Hi, I am planning to use the RAG (Retrieval Augmented Generation) approach for developing a Q&A solution with GPT. In this approach, I will convert a private wiki of documents into OpenAI / tiktoken embeddings and store in a vector DB (Pinecone). During prompting, I will retrieve similar documents from the DB, and pass that to the prompt as additional context. Will my documents be exposed to ChatGPT? Or do they stay private? I’d like to avoid leaking my Document data to OpenAI / ChatGPT.
Specifically this langchain python code as an example:
query = "What is the meaning of life?"
docs = pinecone.similarity_search(query, include_metadata=True)
llm = OpenAI(temperature=0, model_name='text-davinci-003')
print(llm(query))
chain = load_qa_chain(llm, chain_type='stuff')
response = chain.run(input_documents=docs, question=query)
print(response)
Thanks for the info. What approach should be taken to keep it truly private?
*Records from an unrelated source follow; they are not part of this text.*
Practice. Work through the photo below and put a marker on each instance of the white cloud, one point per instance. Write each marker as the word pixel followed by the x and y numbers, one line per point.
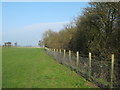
pixel 30 34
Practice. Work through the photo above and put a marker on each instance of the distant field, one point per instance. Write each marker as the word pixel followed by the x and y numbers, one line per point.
pixel 33 68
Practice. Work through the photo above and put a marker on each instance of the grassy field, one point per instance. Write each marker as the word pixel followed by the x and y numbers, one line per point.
pixel 33 68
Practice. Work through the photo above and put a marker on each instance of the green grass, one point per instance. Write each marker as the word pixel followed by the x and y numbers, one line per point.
pixel 33 68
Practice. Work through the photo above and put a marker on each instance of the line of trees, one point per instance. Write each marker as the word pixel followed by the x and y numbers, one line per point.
pixel 97 30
Use an alternative open source LLM? Is there an API option that you can use to tell OpenAI to not read it?
For your example LangChain usage, data will be sent 1) to OpenAI to create the embeddings, 2) possibly to Pinecode if you include the content in metadata, and 3) to OpenAI when the content is stuffed into the prompt. Per their policy they don’t use it for training and don’t retain the data, so up to you to decide if that is sufficient for your data.
OpenAI will not use data submitted by customers via our API to train or improve our models, unless you explicitly decide to share your data with us for this purpose.
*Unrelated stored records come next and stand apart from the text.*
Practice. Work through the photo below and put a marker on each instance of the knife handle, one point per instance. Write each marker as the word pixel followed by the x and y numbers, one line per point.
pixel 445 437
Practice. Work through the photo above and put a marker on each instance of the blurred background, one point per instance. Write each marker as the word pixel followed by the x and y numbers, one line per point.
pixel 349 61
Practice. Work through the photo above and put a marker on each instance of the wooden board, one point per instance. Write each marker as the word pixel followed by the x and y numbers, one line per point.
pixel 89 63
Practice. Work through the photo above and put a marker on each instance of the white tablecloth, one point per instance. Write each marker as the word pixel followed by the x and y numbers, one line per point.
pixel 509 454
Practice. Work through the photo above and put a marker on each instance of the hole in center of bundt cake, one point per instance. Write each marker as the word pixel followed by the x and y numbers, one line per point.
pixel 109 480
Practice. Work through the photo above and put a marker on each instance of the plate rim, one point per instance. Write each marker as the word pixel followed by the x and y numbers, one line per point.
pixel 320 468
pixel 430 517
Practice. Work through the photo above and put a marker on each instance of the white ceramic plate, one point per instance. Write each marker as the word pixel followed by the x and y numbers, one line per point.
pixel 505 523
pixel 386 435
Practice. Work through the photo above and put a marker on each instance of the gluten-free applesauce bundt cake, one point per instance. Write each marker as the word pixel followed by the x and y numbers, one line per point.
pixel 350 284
Any data sent through the API will be retained for abuse and misuse monitoring purposes for a maximum of 30 days, after which it will be deleted (unless otherwise required by law).
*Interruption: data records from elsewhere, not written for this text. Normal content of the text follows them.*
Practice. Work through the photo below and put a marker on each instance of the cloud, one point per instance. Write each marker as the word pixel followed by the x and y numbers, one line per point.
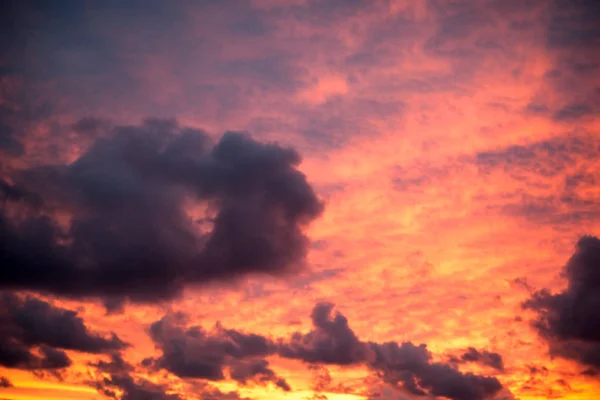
pixel 570 320
pixel 5 382
pixel 195 353
pixel 30 324
pixel 257 371
pixel 129 231
pixel 330 342
pixel 119 378
pixel 482 357
pixel 192 352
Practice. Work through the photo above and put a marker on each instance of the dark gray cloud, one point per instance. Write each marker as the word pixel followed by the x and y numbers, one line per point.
pixel 330 342
pixel 34 333
pixel 192 352
pixel 116 376
pixel 573 111
pixel 483 357
pixel 195 353
pixel 9 142
pixel 5 382
pixel 574 23
pixel 129 234
pixel 405 366
pixel 570 320
pixel 256 371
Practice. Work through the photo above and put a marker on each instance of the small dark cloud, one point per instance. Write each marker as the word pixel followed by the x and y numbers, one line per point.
pixel 130 235
pixel 34 334
pixel 537 109
pixel 10 144
pixel 570 320
pixel 5 382
pixel 573 112
pixel 115 376
pixel 330 342
pixel 256 371
pixel 192 352
pixel 574 23
pixel 483 357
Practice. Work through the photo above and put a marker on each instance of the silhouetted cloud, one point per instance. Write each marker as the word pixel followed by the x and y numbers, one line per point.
pixel 131 235
pixel 29 323
pixel 5 382
pixel 483 357
pixel 330 342
pixel 256 371
pixel 192 352
pixel 570 320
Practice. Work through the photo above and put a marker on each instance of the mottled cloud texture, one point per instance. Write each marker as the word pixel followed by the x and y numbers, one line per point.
pixel 189 188
pixel 129 234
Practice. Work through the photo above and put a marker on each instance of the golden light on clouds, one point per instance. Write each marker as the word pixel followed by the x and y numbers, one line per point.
pixel 409 173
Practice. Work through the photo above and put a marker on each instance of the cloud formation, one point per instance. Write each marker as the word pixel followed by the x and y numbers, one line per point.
pixel 34 334
pixel 118 221
pixel 192 352
pixel 570 320
pixel 195 353
pixel 483 357
pixel 116 377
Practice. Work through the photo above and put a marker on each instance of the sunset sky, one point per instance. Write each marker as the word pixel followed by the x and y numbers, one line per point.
pixel 303 199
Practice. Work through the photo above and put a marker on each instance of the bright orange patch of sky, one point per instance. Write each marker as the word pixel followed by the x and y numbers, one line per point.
pixel 391 105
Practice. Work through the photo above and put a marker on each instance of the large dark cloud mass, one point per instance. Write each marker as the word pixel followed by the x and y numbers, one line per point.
pixel 116 222
pixel 33 334
pixel 192 352
pixel 570 320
If you don’t want to send the data to a third-party API you’re going to need to find a replacement library for calculating the embeddings, storing the vectors, and a LLM.
Check this video (Talk to YOUR DATA without OpenAI APIs: LangChain - YouTube) they present you a solution with free tools but not sure your will keep your data inside your premises. If you finally find the way to do it, please share it.
If you are using a third party as a proxy for API calls into OpenAI and the third party has decided to opt-in its data for API calls (which is possible), then your assumption that API calls are not using your data is wrong.
Any party issuing API calls to OpenAI on your behalf is free to modify the default opt-out policy of OpenAI. They might do it unwittingly or intentionally to cut a deal to lower inferencing costs. You must read their own privacy policy to understand if there is a risk.
I don’t know if this will solve your issue. But one way I’ve found to interact with data using Chat GPT without ever sending anything but table headers, is using CHAT GPT only to draft the query, then running it on your system to get the output. Any follow up questions can be based on the query and not the output data. Meaning data never leaves your system.
If your data/app is in Azure cloud and you want to use OpenAI models, one way not to leak your private data is to use Azure OpenAI Service. This way OpenAI does not get to read/use your data.
We do this in many cases, and our favored approach is to insulate our data from the LLM through embeddings. Vectors, after all, are like anonymized pointers. They allow us to understand the intent of the user with respect to the schema and the query.